Re: [PATCH v2 00/16] fs,x86/resctrl: Add kernel-mode (e.g., PLZA) support to the resctrl subsystem
From: Babu Moger
Date: Wed Apr 08 2026 - 16:46:14 EST
Hi Reinette,
On 4/7/26 23:45, Reinette Chatre wrote:
Hi Babu,
On 4/7/26 6:01 PM, Babu Moger wrote:
Hi Reinette,
On 4/7/26 12:48, Reinette Chatre wrote:
Hi Babu,
On 4/6/26 3:45 PM, Babu Moger wrote:
Hi Reinette,
Sorry for the late response. I was trying to get confirmation about the use case.
No problem. I appreciate that you did this so that we can make sure resctrl supports
needed use cases.
On 3/31/26 17:24, Reinette Chatre wrote:
On 3/30/26 11:46 AM, Babu Moger wrote:
On 3/27/26 17:11, Reinette Chatre wrote:
On 3/26/26 10:12 AM, Babu Moger wrote:
On 3/24/26 17:51, Reinette Chatre wrote:
On 3/12/26 1:36 PM, Babu Moger wrote:
can have domains that span different CPUs. There thus seem to be a built in assumption of what a "domain"
means for PQR_PLZA_ASSOC so it sounds to me as though, instead of saying that "PQR_PLZA_ASSOC needs
to be the same in QoS domain" it may be more accurate to, for example, say that "PQR_PLZA_ASSOC has L3 scope"?
Yes.
Above is about L3 scope ...
Yes. The scope for PQR_PLZA_ASSOC is L3.
Is that what you are asking here?
I was trying to point out that there appears to be a mismatch between the actual scope and
the planned implementation. As highlighted below during the discussion about "global" this is
fine with me and I just wanted to confirm that this matches your intentions.
Ack.
This seems to be what this implementation does since it hardcodes PQR_PLZA_ASSOC scope to the L3
resource but that creates dependency to the L3 resource that would make PLZA unusable if, for example,
the user boots with "rdt=!l3cat" while wanting to use PLZA to manage MBA allocations when in kernel?

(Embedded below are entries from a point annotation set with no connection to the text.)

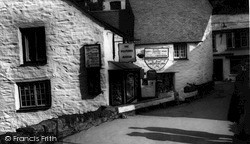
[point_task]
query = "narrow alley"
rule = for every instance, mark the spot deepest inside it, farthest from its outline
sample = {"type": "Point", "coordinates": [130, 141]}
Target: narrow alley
{"type": "Point", "coordinates": [199, 121]}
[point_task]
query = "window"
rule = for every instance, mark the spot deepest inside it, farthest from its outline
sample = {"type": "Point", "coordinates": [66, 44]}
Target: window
{"type": "Point", "coordinates": [33, 45]}
{"type": "Point", "coordinates": [230, 40]}
{"type": "Point", "coordinates": [235, 66]}
{"type": "Point", "coordinates": [244, 39]}
{"type": "Point", "coordinates": [180, 51]}
{"type": "Point", "coordinates": [237, 39]}
{"type": "Point", "coordinates": [34, 95]}
{"type": "Point", "coordinates": [115, 5]}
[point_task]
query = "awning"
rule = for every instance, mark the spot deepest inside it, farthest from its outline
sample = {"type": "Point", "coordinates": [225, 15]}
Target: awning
{"type": "Point", "coordinates": [122, 66]}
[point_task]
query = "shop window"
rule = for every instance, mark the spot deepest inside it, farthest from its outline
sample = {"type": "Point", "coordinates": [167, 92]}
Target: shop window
{"type": "Point", "coordinates": [165, 82]}
{"type": "Point", "coordinates": [115, 5]}
{"type": "Point", "coordinates": [33, 45]}
{"type": "Point", "coordinates": [34, 95]}
{"type": "Point", "coordinates": [180, 51]}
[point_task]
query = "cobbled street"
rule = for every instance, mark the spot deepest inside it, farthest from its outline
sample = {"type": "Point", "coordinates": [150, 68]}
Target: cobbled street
{"type": "Point", "coordinates": [198, 121]}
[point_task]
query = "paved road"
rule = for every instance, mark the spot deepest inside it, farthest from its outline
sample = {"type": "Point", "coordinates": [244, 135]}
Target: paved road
{"type": "Point", "coordinates": [201, 121]}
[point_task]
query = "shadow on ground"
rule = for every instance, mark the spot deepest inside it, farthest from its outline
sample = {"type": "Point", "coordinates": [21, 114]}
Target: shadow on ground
{"type": "Point", "coordinates": [183, 136]}
{"type": "Point", "coordinates": [213, 105]}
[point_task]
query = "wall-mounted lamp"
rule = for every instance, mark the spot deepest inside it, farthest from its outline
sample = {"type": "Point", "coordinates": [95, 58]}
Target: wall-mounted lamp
{"type": "Point", "coordinates": [141, 54]}
{"type": "Point", "coordinates": [223, 25]}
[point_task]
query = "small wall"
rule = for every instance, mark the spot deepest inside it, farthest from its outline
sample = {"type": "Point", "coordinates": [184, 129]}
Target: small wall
{"type": "Point", "coordinates": [53, 130]}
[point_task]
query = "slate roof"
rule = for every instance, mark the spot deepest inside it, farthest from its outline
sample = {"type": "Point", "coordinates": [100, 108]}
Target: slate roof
{"type": "Point", "coordinates": [166, 21]}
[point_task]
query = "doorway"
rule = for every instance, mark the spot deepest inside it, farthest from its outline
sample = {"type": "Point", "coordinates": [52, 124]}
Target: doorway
{"type": "Point", "coordinates": [218, 70]}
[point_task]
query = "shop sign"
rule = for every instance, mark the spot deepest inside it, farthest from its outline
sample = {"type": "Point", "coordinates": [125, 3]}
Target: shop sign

Yes. that is correct. It should not be attached to one resource. We need to change it to global scope.
Can I interpret "global scope" as "all online CPUs"? Doing so will simplify
Yes. That is correct.
supporting this feature. It does not sound practical for a user wanting to assign
different resource groups to kernel work done in different domains ... the guidance should
instead be to just set the allocations of one resource group to what is needed in the different
domains? There may be more flexibility when supporting per-domain RMIDs though but so far
it sounds as though the focus is global. We can consider what needs to be done to support
some type of "per-domain" assignment as exercise whether current interface could support it
in the future.
Yes. Makes sense.
...
The PLZA MSR is updated when user changes the association to the
file. No context switch code changes are needed. This will be
dedicated group. The current resctrl group files, "cpus, cpus_list
Why does this have to be a dedicated group? One of the conclusions from v1
discussion was that the "PLZA group" need *not* be a dedicated group. I repeated that
in my earlier response that I left quoted above. You did not respond to these
conclusions and statements in this regard while you keep coming back to this
needing to be a dedicated group without providing a motivation to do so.
Could you please elaborate why a dedicated group is required?
If the same group applies identical limits to both user and kernel
space, it essentially behaves like a current resctrl group. In that
sense, it’s not really a PLZA group. PLZA’s key value is the ability
to separate allocations between user space and kernel space. A
The plan has never been to force identical allocations for user and kernel
space since that would go against this feature entirely. Even so, just as
user and kernel space cannot be forced to have identical allocations they
also cannot be forced to have different allocations. Specifically,
a task *can* use the same CLOSID for user and kernel space work just as easily
as it can use *different* CLOSID for user and kernel space work. There
should not be any CLOSID reserved just for kernel work. Or am I missing something?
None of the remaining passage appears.